C'est l'évocation de l'assassinat de Rabin qui l'a poussée à accepter un des trois principaux rôles de Rendez-vous à Atlit, de Shirel Amitaï, aux côtés de Géraldine Nakache et Judith Chemla, l'histoire de trois sœurs qui se battent autour de la maison familiale, métaphore d'Israël et de la difficulté à partager. «C'est le premier film qui parle de l'assassinat de Rabin, ça m'a émue.» Elle sera aussi à l'affiche de Mon fils, de Eran Riklis, en février, dans lequel un jeune Arabe essaie de trouver sa place dans la société israélienne.
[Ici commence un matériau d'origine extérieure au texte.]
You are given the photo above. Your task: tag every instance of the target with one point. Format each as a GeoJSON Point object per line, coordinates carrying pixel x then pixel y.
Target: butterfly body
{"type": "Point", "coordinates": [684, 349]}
Après Hatufim, on lui a proposé des rôles aux Etats-Unis, elle a refusé. «Ce n'est pas ma culture.» En revanche, elle «a une envie folle» de tourner dans des films français. «Je m'identifie beaucoup à la femme française, à sa liberté de corps et d'âme.»

Et les hommes dans tout ça ? Pour elle, il n'y en a que deux, Mori et Ariel, ses fils de 17 et 10ans. Ont-ils le même père ? Elle nous regarde en plissant les yeux, un drôle de sourire aux lèvres : «Ça va pas, non ?»

En 8 dates

19juillet 1967 Naissance àAshkelon (Israël).

1977 Mort de son père.

1995 Attentat contre Yitzhak Rabin.

1997 Naissance de son premier fils, Mori.

1999 Joue dans Kadosh, d'Amos Gitaï.

2005 Naissance de sonsecond fils, Ariel.

2006 Fonde l'association Esprit de femmes

21janvier 2015 Rendez-vous à Atlit, de Shirel Amitaï.